All totaled, Royal St. Andrews offers seven courses, all open to the public. The lineup includes:
- The Old Course
- The Castle Course
- The New Course
- The Jubilee Course
- The Eden Course
- The Strathtyrum Course
- The Balgove Course
For this writer’s Royal St. Andrews experience, I would take on The Castle Course – the newest of the venue’s challenges and one of the most beautiful. However, before heading for my tee time, I honored the tradition of visiting the graves of father and son Old Tom and young Tommy Morris.
The father was a former greenskeeper of The Old Course and a multi-time winner of the Open Championship. Son Tommy won four consecutive Open Championships (an unequaled achievement) before the age of 21 and died tragically young at 24. Golfers trek to the burial grounds amongst the ancient ruins of St.

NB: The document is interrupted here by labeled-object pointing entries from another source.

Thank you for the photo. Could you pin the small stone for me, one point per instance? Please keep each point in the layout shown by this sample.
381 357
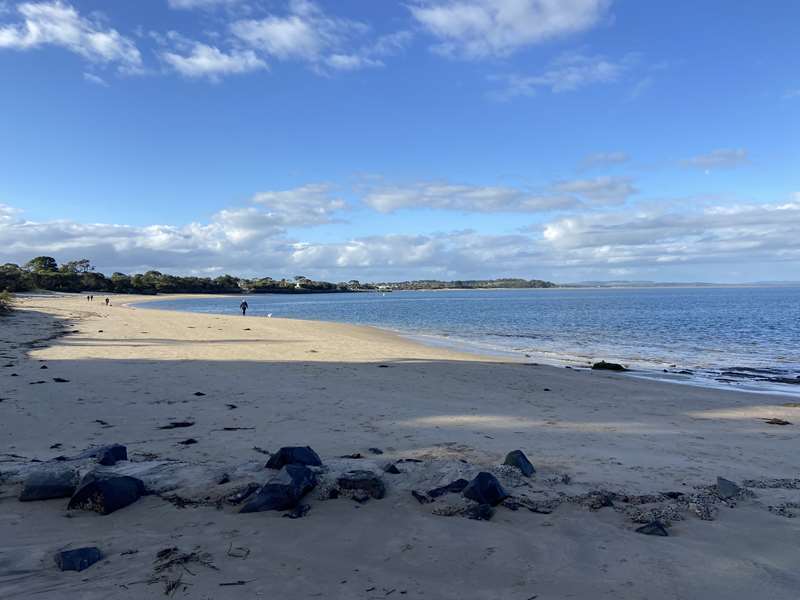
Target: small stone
294 455
283 491
366 481
106 493
605 366
653 528
727 489
420 497
485 489
479 512
300 511
518 459
78 559
48 484
109 455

Andrews Cathedral to pay their respects and ask for a little luck out on the links.
And links golf is the order of the day across Royal St. Andrews, including The Castle Course. The links style course grows from the natural terrain of seaside Scotland. Rolling hillocks and frequent bunkers run along distant beaches. While trees are few and far between, players have to contend with frequent bunkers and thick rough that can consume a golf ball.
The Castle Course was built by David McLay Kidd and designed by Mick McShane. It offers a uniquely peaceful golf experience amongst Royal St. Andrews’ courses. Set a few minutes’ drive from The Old Course and the headquarters of The R&A, the track rises above the town of St. Andrews, offering occasional views of the city and its castle ruins.
Locals call a links course “an unmade bed,” and even lies are few and far between. This player struggled through the first three holes, posting double bogies on each. But, I settled down with three pars and three bogies over the final six to score a respectable front nine. On the back, I settled into a peaceful hike with my clubs across my back. I stopped worrying about scoring and focused on the experience of playing in this magical space.
I was struck by the memory of learning the game from my late father. I can remember our first round together at a small, par three municipal golf course in the Midwest. On that day many years ago, neither of us could’ve imagined I would one day play Royal St. Andrews. I found myself wishing more than ever that he was still with me, seeing this with his own eyes.
Those thoughts stayed with me until the 18th tee — when a bright rainbow spread across the North Atlantic sky. Perhaps it was a silly, romantic notion, but I felt as though it was sign — my old teacher looking down on me and letting me know he was indeed sharing this special round of golf with his son.
As I walked off the 18th green (carding a par on that final hole to highlight my day’s play), the rainbow faded from the sky, its job done. It served its purpose just as Royal St. Andrews did — providing this player with the round of his life.